Some good news: Canada has one of the lowest smoking rates, at about 16 per cent. Bad news: We have the third-highest obesity rate.

What does the public think of its national icon? In 2013, the year from which the Commonwealth Fund culled its results, Canada had one of the lowest rates of those who said health care "works well, only minor changes needed" (42 per cent) and the highest rate who said "fundamental changes needed" (50 per cent). Eight per cent said the system should be "completely rebuilt."

These kinds of responses offer no insight into what kind of "fundamental changes" are needed or what is meant by "completely rebuilt." These are easy phrases to repeat, but what would they mean in practice?

Would people like "fundamental changes," for example, if they meant that people could buy basic health care instead of relying on the state? Likely not.
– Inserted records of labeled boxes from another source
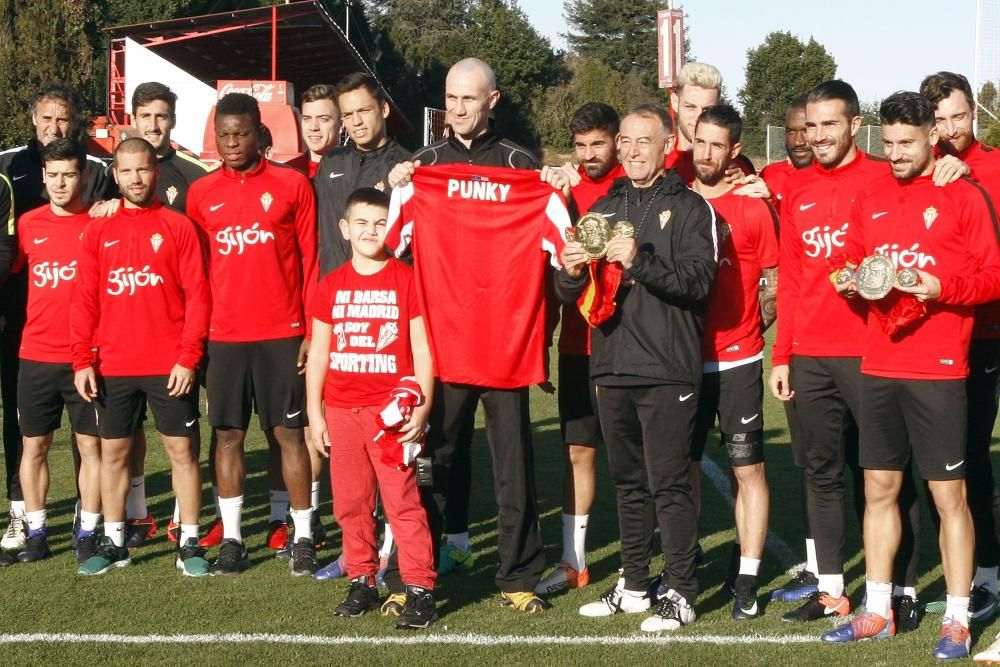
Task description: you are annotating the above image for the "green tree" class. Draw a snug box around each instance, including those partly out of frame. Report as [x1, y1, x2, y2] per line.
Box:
[466, 0, 568, 147]
[534, 55, 663, 151]
[737, 32, 837, 149]
[563, 0, 663, 89]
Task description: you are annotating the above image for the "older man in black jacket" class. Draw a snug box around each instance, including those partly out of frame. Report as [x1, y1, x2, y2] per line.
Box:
[556, 105, 717, 632]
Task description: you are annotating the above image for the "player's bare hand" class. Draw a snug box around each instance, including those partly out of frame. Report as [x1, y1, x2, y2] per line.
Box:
[295, 338, 310, 375]
[722, 162, 743, 185]
[733, 172, 771, 199]
[560, 162, 583, 188]
[308, 413, 330, 459]
[541, 164, 570, 199]
[933, 155, 972, 186]
[88, 199, 121, 218]
[167, 364, 194, 396]
[73, 366, 97, 403]
[768, 364, 795, 401]
[399, 405, 430, 445]
[607, 236, 639, 269]
[559, 241, 590, 278]
[896, 269, 941, 301]
[389, 160, 420, 188]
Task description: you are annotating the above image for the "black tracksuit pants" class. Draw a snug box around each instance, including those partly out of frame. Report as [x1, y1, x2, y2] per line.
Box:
[596, 378, 698, 604]
[386, 382, 545, 593]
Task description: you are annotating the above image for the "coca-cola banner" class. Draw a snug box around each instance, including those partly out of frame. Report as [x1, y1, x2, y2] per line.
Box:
[216, 80, 295, 105]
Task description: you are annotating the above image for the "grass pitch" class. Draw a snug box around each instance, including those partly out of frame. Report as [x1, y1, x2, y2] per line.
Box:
[0, 342, 1000, 665]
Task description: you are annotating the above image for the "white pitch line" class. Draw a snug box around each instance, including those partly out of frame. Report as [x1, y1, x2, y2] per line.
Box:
[0, 632, 819, 646]
[701, 453, 802, 571]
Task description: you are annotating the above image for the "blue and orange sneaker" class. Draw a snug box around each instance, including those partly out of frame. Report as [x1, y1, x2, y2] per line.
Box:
[822, 611, 896, 643]
[931, 618, 978, 660]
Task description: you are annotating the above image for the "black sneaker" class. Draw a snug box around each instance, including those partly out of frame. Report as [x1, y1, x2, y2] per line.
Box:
[212, 539, 250, 577]
[733, 574, 760, 621]
[396, 585, 438, 630]
[892, 595, 921, 635]
[311, 511, 326, 551]
[17, 528, 49, 563]
[333, 576, 378, 618]
[76, 531, 97, 565]
[288, 537, 319, 577]
[781, 591, 851, 623]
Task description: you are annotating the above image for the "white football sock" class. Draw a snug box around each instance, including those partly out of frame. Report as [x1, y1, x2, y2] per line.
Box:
[104, 521, 125, 547]
[941, 595, 969, 628]
[289, 507, 312, 542]
[180, 523, 198, 546]
[972, 567, 997, 595]
[80, 510, 101, 533]
[219, 496, 243, 543]
[270, 489, 288, 523]
[865, 580, 892, 618]
[378, 523, 392, 557]
[806, 538, 819, 574]
[562, 512, 590, 572]
[24, 508, 45, 531]
[740, 556, 760, 577]
[816, 574, 844, 598]
[445, 531, 469, 551]
[125, 476, 149, 519]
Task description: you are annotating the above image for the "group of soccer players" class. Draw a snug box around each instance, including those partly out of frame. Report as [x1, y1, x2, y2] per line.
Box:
[0, 53, 1000, 661]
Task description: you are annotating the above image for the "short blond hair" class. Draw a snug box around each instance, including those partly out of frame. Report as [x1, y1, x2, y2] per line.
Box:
[677, 63, 722, 93]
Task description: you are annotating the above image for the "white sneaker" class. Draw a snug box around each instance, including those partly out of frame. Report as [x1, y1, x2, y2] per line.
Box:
[580, 577, 649, 618]
[0, 512, 28, 551]
[639, 588, 697, 632]
[972, 635, 1000, 664]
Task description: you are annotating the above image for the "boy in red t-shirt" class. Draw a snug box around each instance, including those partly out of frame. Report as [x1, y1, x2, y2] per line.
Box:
[306, 188, 438, 630]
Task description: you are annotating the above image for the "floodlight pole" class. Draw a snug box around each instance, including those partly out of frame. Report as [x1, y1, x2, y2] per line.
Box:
[972, 0, 983, 136]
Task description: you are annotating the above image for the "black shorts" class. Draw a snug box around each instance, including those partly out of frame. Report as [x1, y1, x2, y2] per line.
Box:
[17, 359, 98, 438]
[860, 375, 966, 481]
[559, 354, 604, 447]
[691, 360, 764, 467]
[97, 375, 199, 439]
[205, 336, 307, 431]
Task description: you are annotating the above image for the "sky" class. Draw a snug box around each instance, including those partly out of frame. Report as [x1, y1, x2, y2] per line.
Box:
[520, 0, 984, 102]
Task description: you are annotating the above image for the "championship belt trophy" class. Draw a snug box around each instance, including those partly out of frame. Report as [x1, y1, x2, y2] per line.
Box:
[566, 213, 635, 260]
[833, 255, 920, 301]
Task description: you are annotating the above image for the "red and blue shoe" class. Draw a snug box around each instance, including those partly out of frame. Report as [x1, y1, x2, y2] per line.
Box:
[931, 618, 972, 660]
[822, 611, 896, 644]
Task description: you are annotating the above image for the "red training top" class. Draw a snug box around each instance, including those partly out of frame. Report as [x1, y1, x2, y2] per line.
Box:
[386, 163, 570, 389]
[17, 209, 90, 364]
[772, 151, 889, 366]
[187, 159, 318, 343]
[958, 141, 1000, 339]
[70, 201, 212, 376]
[760, 158, 798, 213]
[848, 175, 1000, 380]
[559, 164, 625, 355]
[703, 190, 781, 362]
[309, 259, 420, 408]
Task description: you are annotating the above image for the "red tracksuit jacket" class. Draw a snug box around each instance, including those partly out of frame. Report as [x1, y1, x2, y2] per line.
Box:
[187, 159, 318, 343]
[70, 202, 212, 376]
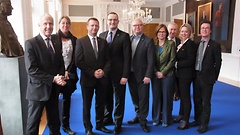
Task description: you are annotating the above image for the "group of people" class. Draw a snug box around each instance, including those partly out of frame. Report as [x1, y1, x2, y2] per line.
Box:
[24, 12, 221, 135]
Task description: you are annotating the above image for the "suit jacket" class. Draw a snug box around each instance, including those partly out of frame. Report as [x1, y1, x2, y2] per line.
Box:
[75, 36, 111, 87]
[155, 39, 176, 76]
[99, 29, 131, 83]
[176, 39, 197, 78]
[24, 34, 64, 101]
[198, 39, 222, 84]
[131, 34, 155, 83]
[52, 33, 78, 92]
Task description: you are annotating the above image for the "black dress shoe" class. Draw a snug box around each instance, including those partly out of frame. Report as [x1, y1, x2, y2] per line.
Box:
[96, 126, 112, 133]
[141, 125, 150, 133]
[128, 117, 139, 124]
[188, 121, 200, 127]
[177, 121, 188, 130]
[173, 115, 183, 123]
[113, 126, 122, 135]
[62, 127, 76, 135]
[85, 130, 94, 135]
[197, 126, 208, 134]
[103, 120, 114, 126]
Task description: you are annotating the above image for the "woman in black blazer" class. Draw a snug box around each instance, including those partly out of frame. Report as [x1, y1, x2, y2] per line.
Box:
[174, 24, 196, 130]
[54, 16, 78, 135]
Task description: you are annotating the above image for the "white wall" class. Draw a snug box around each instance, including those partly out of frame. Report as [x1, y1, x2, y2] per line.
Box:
[219, 0, 240, 87]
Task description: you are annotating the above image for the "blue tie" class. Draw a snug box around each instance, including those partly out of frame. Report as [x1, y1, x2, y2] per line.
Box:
[46, 38, 54, 60]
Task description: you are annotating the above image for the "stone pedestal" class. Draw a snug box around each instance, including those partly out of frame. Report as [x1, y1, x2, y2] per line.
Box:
[0, 56, 27, 135]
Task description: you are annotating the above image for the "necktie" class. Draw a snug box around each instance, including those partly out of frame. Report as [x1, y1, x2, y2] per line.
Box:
[107, 32, 112, 44]
[197, 41, 205, 71]
[46, 38, 54, 60]
[92, 38, 98, 58]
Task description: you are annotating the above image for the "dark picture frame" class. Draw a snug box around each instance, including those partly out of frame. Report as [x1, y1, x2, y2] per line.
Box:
[186, 11, 196, 34]
[197, 2, 212, 36]
[212, 0, 230, 41]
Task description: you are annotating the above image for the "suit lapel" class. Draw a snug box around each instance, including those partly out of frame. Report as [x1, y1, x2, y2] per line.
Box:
[131, 34, 145, 58]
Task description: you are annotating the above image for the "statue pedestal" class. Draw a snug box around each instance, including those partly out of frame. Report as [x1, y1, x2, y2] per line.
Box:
[0, 56, 28, 135]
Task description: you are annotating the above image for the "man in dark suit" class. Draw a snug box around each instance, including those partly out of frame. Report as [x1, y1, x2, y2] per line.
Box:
[128, 19, 155, 132]
[190, 20, 222, 133]
[75, 18, 111, 135]
[168, 22, 181, 101]
[100, 12, 131, 134]
[24, 14, 66, 135]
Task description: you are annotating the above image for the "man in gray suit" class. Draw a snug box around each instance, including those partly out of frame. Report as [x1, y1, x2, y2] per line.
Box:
[75, 18, 111, 135]
[24, 14, 66, 135]
[128, 19, 155, 132]
[99, 12, 131, 134]
[189, 20, 222, 133]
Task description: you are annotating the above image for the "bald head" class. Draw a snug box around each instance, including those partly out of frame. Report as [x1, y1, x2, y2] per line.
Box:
[168, 22, 178, 39]
[132, 18, 143, 36]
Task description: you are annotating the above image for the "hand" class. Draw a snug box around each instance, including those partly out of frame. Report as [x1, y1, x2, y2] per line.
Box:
[120, 78, 128, 85]
[143, 77, 151, 84]
[156, 71, 165, 79]
[53, 74, 67, 86]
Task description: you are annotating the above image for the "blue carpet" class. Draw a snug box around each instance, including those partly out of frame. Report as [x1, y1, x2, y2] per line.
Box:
[43, 78, 240, 135]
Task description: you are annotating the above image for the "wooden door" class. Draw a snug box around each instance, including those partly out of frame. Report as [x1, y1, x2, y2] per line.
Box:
[71, 22, 88, 38]
[174, 19, 183, 37]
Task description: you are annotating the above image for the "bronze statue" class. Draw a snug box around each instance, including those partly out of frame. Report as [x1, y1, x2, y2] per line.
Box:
[0, 0, 24, 57]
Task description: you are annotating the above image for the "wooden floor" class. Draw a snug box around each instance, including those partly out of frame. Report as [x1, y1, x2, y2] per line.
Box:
[38, 109, 47, 135]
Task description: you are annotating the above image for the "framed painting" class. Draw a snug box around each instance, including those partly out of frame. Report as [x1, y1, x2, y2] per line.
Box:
[186, 11, 196, 34]
[197, 2, 212, 36]
[212, 0, 230, 41]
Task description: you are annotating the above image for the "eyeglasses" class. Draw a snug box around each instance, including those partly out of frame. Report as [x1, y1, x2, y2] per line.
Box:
[133, 24, 143, 27]
[158, 31, 166, 34]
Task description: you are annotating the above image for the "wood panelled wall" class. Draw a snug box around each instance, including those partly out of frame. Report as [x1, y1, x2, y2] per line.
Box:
[186, 0, 236, 53]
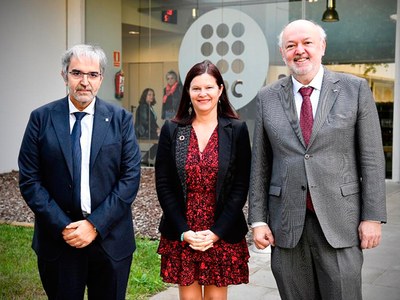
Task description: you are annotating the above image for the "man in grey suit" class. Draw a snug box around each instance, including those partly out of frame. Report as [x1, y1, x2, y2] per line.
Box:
[18, 45, 141, 300]
[248, 20, 386, 300]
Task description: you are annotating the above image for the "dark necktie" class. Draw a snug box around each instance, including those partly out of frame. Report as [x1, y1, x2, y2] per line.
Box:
[71, 112, 86, 212]
[299, 87, 314, 212]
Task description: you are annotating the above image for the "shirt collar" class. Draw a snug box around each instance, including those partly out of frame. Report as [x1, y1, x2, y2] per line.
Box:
[291, 65, 324, 93]
[68, 96, 96, 115]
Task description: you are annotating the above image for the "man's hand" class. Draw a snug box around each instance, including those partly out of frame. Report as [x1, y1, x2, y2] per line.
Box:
[358, 221, 382, 249]
[252, 225, 275, 249]
[62, 220, 97, 248]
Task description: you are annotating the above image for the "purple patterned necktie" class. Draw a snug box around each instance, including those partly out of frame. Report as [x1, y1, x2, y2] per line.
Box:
[71, 112, 86, 211]
[299, 87, 314, 212]
[299, 87, 314, 145]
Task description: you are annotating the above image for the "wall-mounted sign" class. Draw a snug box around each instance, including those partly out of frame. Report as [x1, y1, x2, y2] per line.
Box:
[178, 8, 269, 109]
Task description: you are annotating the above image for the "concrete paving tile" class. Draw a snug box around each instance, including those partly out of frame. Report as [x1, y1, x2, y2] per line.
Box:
[363, 284, 400, 300]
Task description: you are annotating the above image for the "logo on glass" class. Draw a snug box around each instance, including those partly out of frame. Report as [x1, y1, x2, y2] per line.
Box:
[179, 8, 269, 109]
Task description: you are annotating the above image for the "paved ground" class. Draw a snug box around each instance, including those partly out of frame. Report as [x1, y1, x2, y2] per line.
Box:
[150, 181, 400, 300]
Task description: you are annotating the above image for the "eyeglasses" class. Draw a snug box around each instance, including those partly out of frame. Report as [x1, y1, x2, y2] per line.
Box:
[68, 70, 101, 80]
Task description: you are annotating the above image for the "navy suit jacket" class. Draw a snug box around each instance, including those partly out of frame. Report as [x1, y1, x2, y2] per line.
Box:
[155, 118, 251, 243]
[18, 97, 141, 260]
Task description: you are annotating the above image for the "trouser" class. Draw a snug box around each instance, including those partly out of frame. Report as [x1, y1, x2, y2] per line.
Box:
[271, 213, 363, 300]
[38, 241, 132, 300]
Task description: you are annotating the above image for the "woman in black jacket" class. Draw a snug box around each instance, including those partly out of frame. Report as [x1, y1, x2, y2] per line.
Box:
[135, 88, 160, 140]
[155, 60, 251, 299]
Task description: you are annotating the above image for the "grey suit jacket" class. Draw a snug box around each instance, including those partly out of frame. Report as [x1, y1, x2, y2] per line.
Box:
[248, 69, 386, 248]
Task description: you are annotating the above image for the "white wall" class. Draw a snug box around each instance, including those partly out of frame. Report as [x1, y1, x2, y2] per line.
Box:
[0, 0, 121, 173]
[0, 0, 66, 173]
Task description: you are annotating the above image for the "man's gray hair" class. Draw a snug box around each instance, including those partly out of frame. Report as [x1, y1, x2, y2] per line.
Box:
[61, 44, 107, 81]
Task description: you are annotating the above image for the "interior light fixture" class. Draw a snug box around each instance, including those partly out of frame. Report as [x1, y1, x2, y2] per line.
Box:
[322, 0, 339, 22]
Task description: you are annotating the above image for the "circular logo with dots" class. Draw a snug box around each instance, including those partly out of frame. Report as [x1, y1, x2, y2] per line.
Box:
[179, 8, 269, 109]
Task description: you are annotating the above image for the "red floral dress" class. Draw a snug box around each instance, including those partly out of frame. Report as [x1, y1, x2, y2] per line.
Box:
[158, 128, 249, 287]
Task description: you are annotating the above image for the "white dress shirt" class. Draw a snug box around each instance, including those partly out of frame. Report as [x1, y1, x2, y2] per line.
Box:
[68, 98, 96, 214]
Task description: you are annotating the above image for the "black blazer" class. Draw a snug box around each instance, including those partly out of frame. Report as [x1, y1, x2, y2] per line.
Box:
[155, 118, 251, 243]
[18, 97, 140, 260]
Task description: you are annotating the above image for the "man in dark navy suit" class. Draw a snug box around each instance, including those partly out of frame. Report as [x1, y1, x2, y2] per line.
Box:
[18, 45, 141, 299]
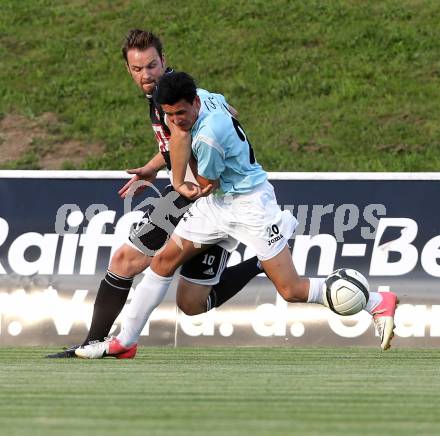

All the results of this survey, and others like it, suggest is perhaps a greater receptivity to other kinds of change than many politicians think.

Among the complexities and contradictions of Canadian health care is that the public sees medicare as a national symbol even though it's mostly the provinces that deliver the goods.

Ottawa transfers $32-billion a year to the provinces for health care, but citizens can't trace that money to any output, machine or service. Ottawa spends another $7.2-billion for specialized health care, including $2.5-billion for aboriginals, $1.1-billion for veterans, $571-million for the military and $614-million for the Public Health Agency. Ottawa also spends money to sponsor medical research. This money, too, is largely invisible to the general public.

We have a series of provincial health-care systems that offer so-so results by international standards for what the public sees, strangely, as a national symbol.